Python Thread and Threadpool

线程模块

Python虽然有GIL的限制，但是通过多线程处理IO密集的任务还是能够大大提高程序执行效率。如果使用Python2来写多线程的程序，Python中提供了thread和threading模块，thread模块提供了多线程底层支持，以低级原始的方式来处理和控制线程，使用起来相对复杂。而threading模块基于thread进行封装，将线程的操作对象化，所以更推荐使用threading来编写多线程程序。threading模块相对thread模块的优势：

threading模块对同步原语的支持完善和丰富。
threading模块在主线程和子线程的交互上更友好。join方法可以阻塞当前上下文环境的线程，知道调用此方法的线程终止或者到达指定的timeout。
thread模块不支持守护进程。
Pyhon3中已经不存在thread模块，thread模块被重命名成了_thread。

总之使用threading来写多线程程序就对了。

线程的创建

可以通过两种方式来创建线程：一种是继承Thread类，重写run方法；另一种是创建一个threading.Thread对象，在初始化函数(__init__())中传入可调用对象。

下面是一个通过第二种方式创建线程的示例：

#!/usr/bin/python
# -*- coding: UTF-8 -*-

import time, threading

def loop():
	print 'thread %s is running...' % threading.current_thread().name
	n = 0
	while n < 5:
		n = n + 1
		print 'thread %s >>> %s' % (threading.current_thread().name, n)
		time.sleep(1)
	print 'thread %s ended.' % threading.current_thread().name

print 'thread %s is running...' % threading.current_thread().name
t = threading.Thread(target=loop, name='LoopThread')
t.start()
t.join()
print 'thread %s ended.' % threading.current_thread().name

不过更多的关于多线程的教程或者示例都是通过实现一个生产者-消费者模型来展示的，比如：

'''
Standard Producer/Consumer Threading Pattern
'''

import time 
import threading 
import Queue 

class Consumer(threading.Thread): 
    def __init__(self, queue): 
        threading.Thread.__init__(self)
        self._queue = queue 

    def run(self):
        while True: 
            # queue.get() blocks the current thread until 
            # an item is retrieved. 
            msg = self._queue.get() 
            # Checks if the current message is 
            # the "Poison Pill"
            if isinstance(msg, str) and msg == 'quit':
                # if so, exists the loop
                break
            # "Processes" (or in our case, prints) the queue item   
            print "I'm a thread, and I received %s!!" % msg
        # Always be friendly! 
        print 'Bye byes!'


def Producer():
    # Queue is used to share items between
    # the threads.
    queue = Queue.Queue()

    # Create an instance of the worker
    worker = Consumer(queue)
    # start calls the internal run() method to 
    # kick off the thread
    worker.start() 

    # variable to keep track of when we started
    start_time = time.time() 
    # While under 5 seconds.. 
    while time.time() - start_time < 5: 
        # "Produce" a piece of work and stick it in 
        # the queue for the Consumer to process
        queue.put('something at %s' % time.time())
        # Sleep a bit just to avoid an absurd number of messages
        time.sleep(1)

    # This the "poison pill" method of killing a thread. 
    queue.put('quit')
    # wait for the thread to close down
    worker.join()


if __name__ == '__main__':
    Producer()

线程池

线程的生命周期分为五个状态：创建，就绪，运行，阻塞和终止。在多数多线程处理的情景中，如果线程不能被重用，意味着每次线程创建都要经历启动，运行，销毁三个过程。要提高线程处理的效率，可以采用线程池。

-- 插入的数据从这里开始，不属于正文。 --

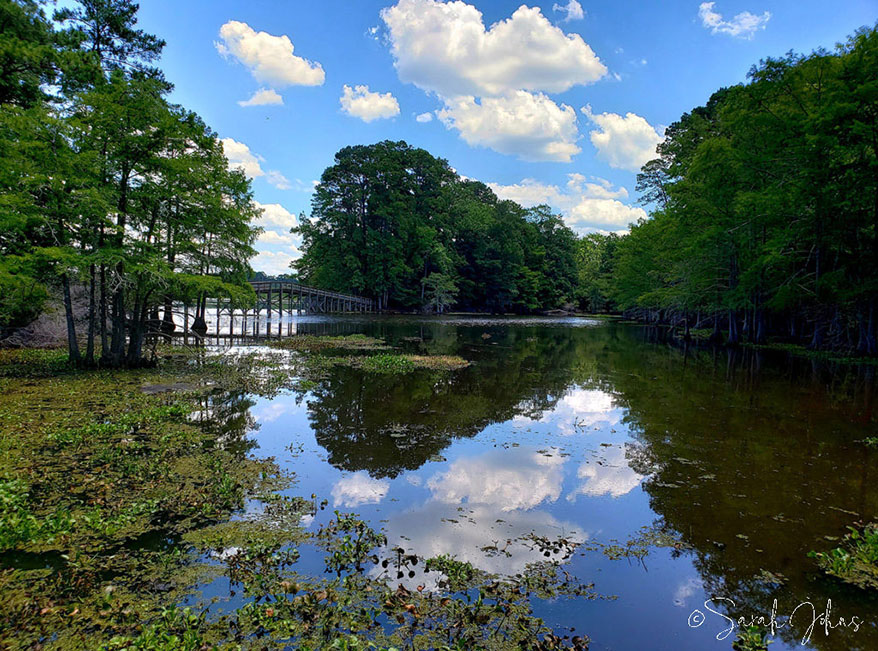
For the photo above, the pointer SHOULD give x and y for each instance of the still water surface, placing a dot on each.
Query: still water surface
(592, 431)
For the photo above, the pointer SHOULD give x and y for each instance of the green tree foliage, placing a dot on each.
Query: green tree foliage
(106, 185)
(766, 202)
(392, 222)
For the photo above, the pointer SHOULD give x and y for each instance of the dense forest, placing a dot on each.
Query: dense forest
(106, 188)
(764, 206)
(766, 203)
(393, 222)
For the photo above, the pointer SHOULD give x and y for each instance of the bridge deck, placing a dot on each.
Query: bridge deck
(290, 296)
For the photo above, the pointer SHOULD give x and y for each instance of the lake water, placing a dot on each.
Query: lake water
(601, 434)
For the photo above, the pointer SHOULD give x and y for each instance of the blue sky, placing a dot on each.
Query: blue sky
(550, 102)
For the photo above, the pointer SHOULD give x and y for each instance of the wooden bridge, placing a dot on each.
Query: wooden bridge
(289, 296)
(275, 299)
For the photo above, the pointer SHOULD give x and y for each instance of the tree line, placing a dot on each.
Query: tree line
(107, 187)
(392, 222)
(765, 210)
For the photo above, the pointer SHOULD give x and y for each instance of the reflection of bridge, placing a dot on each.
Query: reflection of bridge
(288, 296)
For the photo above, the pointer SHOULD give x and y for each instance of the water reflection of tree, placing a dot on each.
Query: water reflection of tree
(388, 424)
(226, 416)
(754, 462)
(753, 458)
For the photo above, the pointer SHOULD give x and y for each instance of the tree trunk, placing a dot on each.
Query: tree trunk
(759, 335)
(90, 345)
(734, 332)
(72, 343)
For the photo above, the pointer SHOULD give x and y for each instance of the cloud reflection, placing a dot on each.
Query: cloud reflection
(609, 475)
(520, 478)
(358, 489)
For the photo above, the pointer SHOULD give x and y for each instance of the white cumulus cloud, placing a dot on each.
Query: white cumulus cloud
(528, 125)
(241, 157)
(274, 262)
(278, 180)
(587, 206)
(263, 97)
(743, 25)
(625, 142)
(275, 215)
(362, 103)
(269, 58)
(445, 47)
(573, 10)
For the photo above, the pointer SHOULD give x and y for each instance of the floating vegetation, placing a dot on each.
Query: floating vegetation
(855, 561)
(752, 638)
(315, 343)
(122, 490)
(400, 364)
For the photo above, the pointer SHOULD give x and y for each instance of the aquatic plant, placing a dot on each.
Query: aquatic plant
(855, 561)
(752, 638)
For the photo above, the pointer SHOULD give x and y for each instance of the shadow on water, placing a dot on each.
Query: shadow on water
(753, 457)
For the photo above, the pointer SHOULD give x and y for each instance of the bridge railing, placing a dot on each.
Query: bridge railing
(260, 286)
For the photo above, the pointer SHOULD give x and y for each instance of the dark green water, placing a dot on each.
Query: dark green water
(591, 431)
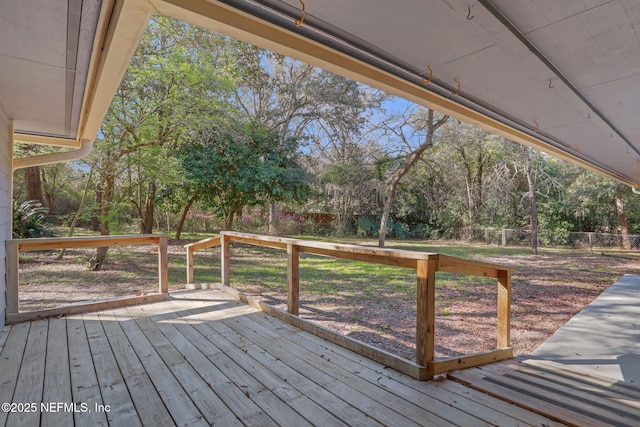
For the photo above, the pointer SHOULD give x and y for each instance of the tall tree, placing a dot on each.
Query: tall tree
(532, 199)
(403, 163)
(248, 167)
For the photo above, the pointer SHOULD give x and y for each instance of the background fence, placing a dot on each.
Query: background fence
(522, 237)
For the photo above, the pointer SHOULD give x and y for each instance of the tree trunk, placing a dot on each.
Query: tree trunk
(183, 217)
(95, 218)
(624, 222)
(386, 210)
(72, 227)
(101, 253)
(34, 184)
(147, 220)
(403, 170)
(273, 218)
(228, 221)
(47, 195)
(532, 200)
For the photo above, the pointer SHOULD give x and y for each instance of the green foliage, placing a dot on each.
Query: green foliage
(29, 220)
(251, 166)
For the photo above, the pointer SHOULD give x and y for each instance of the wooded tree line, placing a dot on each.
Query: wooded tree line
(204, 123)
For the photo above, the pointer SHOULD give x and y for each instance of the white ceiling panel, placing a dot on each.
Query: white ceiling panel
(563, 75)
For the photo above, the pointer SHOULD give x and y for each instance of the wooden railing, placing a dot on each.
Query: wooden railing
(426, 266)
(15, 246)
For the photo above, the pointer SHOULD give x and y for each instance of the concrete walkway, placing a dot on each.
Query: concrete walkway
(604, 338)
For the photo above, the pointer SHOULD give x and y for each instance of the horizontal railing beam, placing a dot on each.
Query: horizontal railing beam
(426, 265)
(50, 243)
(15, 246)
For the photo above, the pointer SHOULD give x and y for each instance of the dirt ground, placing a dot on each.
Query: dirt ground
(547, 291)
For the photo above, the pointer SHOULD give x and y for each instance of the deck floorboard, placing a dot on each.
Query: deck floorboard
(204, 358)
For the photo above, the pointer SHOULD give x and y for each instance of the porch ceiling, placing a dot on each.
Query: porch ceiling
(561, 76)
(45, 49)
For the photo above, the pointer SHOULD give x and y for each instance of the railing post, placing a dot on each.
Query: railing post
(293, 279)
(225, 259)
(190, 252)
(504, 308)
(425, 322)
(163, 267)
(12, 267)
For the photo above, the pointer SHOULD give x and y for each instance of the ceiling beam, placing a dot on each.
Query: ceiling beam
(232, 22)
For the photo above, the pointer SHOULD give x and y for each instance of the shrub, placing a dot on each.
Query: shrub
(29, 220)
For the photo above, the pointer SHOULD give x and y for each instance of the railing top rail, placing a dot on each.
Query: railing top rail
(44, 243)
(204, 243)
(326, 248)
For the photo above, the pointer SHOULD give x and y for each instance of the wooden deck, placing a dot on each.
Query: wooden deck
(578, 399)
(203, 358)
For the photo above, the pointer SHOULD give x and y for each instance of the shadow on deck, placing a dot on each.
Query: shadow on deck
(204, 358)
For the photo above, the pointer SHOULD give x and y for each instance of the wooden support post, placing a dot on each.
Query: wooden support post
(225, 259)
(504, 308)
(12, 267)
(425, 322)
(190, 252)
(163, 266)
(293, 279)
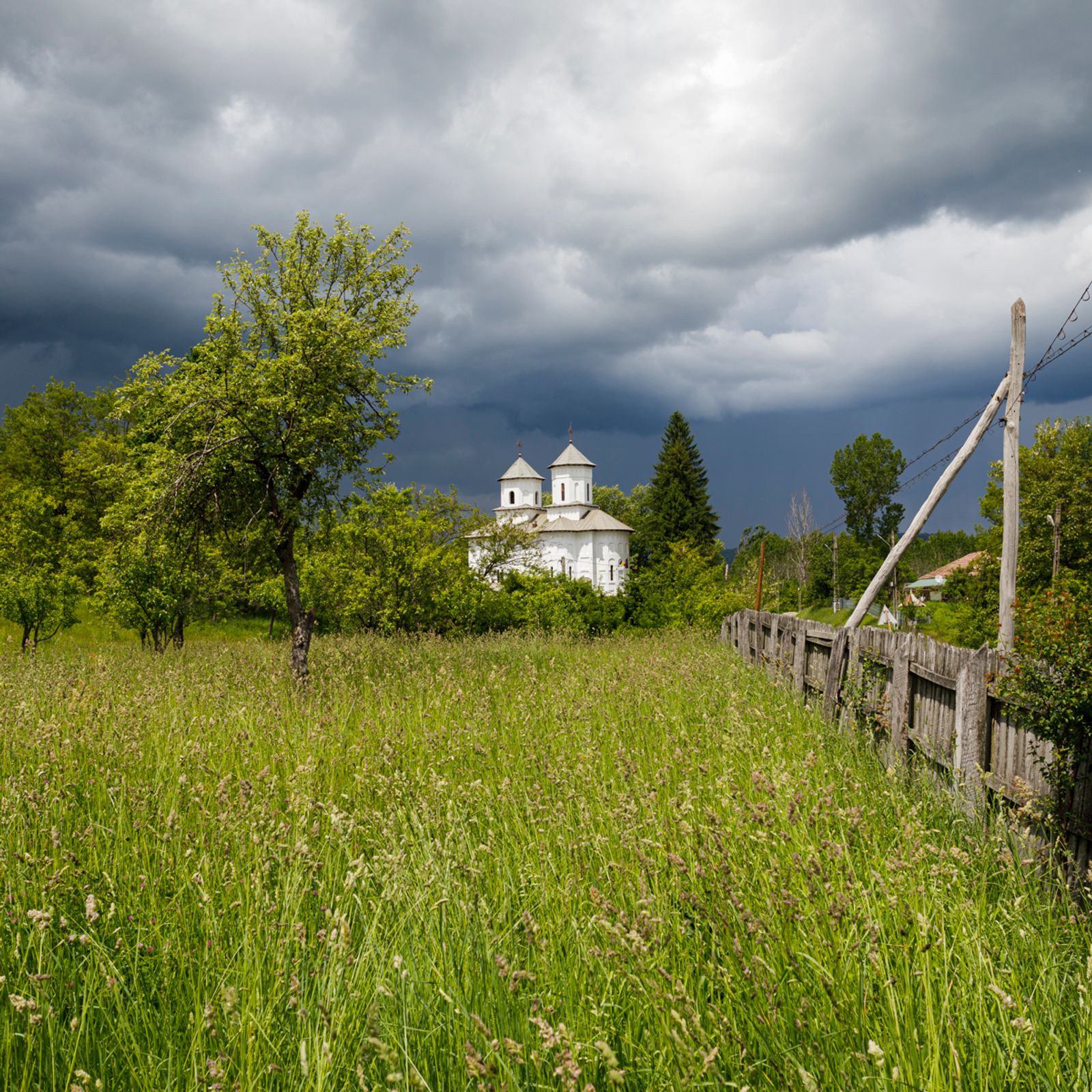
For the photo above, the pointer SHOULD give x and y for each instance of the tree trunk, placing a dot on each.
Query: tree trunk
(300, 622)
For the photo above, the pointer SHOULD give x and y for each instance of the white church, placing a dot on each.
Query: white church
(571, 535)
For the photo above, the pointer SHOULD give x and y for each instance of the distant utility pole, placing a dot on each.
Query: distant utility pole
(931, 502)
(1057, 523)
(762, 562)
(838, 601)
(1010, 462)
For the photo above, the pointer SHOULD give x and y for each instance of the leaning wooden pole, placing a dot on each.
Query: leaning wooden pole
(1010, 462)
(931, 502)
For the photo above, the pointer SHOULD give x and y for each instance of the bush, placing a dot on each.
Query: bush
(1051, 677)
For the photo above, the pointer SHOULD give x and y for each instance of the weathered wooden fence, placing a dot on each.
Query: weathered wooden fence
(924, 697)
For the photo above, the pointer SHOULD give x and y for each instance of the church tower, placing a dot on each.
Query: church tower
(520, 491)
(571, 484)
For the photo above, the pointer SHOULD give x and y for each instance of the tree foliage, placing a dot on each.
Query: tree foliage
(38, 589)
(678, 495)
(1050, 680)
(865, 475)
(397, 562)
(283, 400)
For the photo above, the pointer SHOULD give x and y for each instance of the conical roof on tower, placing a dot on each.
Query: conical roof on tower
(521, 469)
(571, 457)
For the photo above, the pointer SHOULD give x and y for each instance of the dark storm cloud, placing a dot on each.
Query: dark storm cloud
(801, 220)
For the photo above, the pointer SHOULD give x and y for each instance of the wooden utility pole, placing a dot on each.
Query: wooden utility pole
(758, 592)
(931, 502)
(1010, 463)
(1057, 521)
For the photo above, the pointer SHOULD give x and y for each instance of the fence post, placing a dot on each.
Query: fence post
(801, 655)
(835, 670)
(972, 730)
(900, 695)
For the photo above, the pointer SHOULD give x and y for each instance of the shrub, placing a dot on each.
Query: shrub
(1050, 676)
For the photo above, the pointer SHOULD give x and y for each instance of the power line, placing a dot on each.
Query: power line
(1059, 345)
(1055, 349)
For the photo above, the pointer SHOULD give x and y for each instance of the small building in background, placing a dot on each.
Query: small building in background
(930, 587)
(571, 535)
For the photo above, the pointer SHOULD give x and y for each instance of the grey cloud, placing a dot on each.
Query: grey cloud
(617, 209)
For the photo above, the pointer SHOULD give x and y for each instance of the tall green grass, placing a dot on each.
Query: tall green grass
(506, 863)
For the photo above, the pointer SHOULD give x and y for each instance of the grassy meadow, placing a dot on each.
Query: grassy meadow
(511, 863)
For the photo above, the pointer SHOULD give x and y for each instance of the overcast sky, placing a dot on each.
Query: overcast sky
(794, 222)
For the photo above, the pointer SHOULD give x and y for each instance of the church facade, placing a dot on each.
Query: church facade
(571, 535)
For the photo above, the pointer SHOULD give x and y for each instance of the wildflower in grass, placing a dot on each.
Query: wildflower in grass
(615, 1074)
(41, 919)
(1006, 999)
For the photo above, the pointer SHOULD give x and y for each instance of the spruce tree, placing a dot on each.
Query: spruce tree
(678, 496)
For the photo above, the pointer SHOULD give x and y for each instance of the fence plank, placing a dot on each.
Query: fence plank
(800, 655)
(835, 670)
(972, 721)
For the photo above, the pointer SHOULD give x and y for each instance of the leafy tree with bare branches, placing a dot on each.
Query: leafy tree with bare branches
(802, 531)
(283, 399)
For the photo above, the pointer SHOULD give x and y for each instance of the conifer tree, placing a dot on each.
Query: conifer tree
(678, 495)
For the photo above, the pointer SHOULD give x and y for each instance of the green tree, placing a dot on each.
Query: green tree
(1055, 470)
(38, 591)
(678, 495)
(283, 400)
(865, 475)
(67, 446)
(397, 564)
(151, 584)
(1050, 678)
(684, 589)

Python2中提供了一个threadpool的线程池模块： https://pypi.org/project/threadpool/，这个模块已经被废弃，这里讲这个也是为了如果在老的项目中看到这个的时候知道有这么个东西。

#!/usr/bin/python
# -*- coding: UTF-8 -*-

import time
import threadpool

def save_callback(request, result):
    # 第1个参数是request，可以访问request.requestID
    # 第2个参数是request执行完的结果
    print(request.requestID, result)
    with open('result.txt', 'a') as f:
        f.write(result + '\n')


def get_user_info(uid, sex, name, age):
    time.sleep(0.3)
    return "{0},{1},{2},{3}".format(uid, sex, name, age)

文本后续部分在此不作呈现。